August 23, 2010
The NYT had an article this morning warning of the dangers of Japanese-style deflation. While Japan has suffered from weak growth since the collapse of its stock and housing bubble, deflation has not been a serious factor in this weakness. Consumer prices in Japan fell in 6 of the 19 years from 1991 to 2008. The largest decline in this period was a 0.9 percent decline in 2002. (Japan’s CPI fell by 1.4 percent in 2009 and is projected to do the same this year.)
The consequences of relatively low rates of deflation are minor. While the article asserts that deflation causes consumers to delay purchases this is implausible on its face. A 1.0 percent rate of deflation would mean that if a person delayed buying a $500 television set for 6 months, they would save $2.50. The gains from delaying smaller purchases would be proportionately less.
The problem facing Japan (and now the United States) is that it would be desirable to have a lower real interest rate. Since nominal rates cannot fall below zero, an inflation rate that is negative makes matters worse by raising the real interest rate. However, the fact that prices are actually falling is not important.

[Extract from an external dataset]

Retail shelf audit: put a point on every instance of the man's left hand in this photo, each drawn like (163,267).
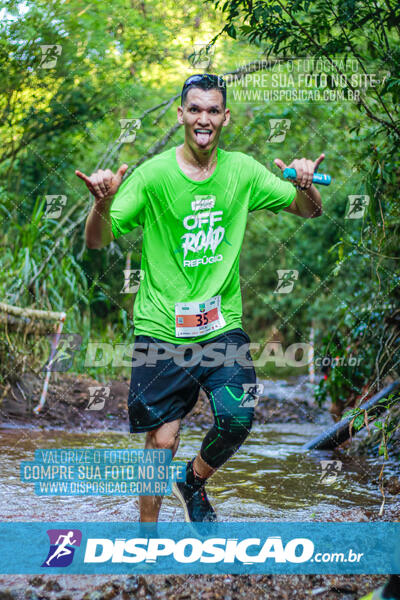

The drop in the rate of inflation from 0.5 percent to -0.5 is no different in its impact on the economy than the drop in the inflation rate by 1.5 percent to 0.5 percent. Both are hurtful because they raise the real interest rate by 1.0 percentage point.
The article also wrongly asserts at one point that Japan is prevented from doing more stimulus because its debt is twice the size of the Japanese economy. This is not a constraint at present. The Japanese central banks hold close to half of the debt, so it does not impose a substantial interest burden on the country. Furthermore, markets are willing to buy government debt at extremely low interest rates, so there is little fear about default or inflation.
It is also worth noting that the Japanese central bank could adopt a policy of targeting a higher inflation rate, such as 3-4 percent. This course of action has been advocated by Paul Krugman, Ben Bernanke, and Olivier Blanchard, the chief economist at the IMF. An article that is ostensibly examining the options available to Japan’s policymakers should have noted included this one.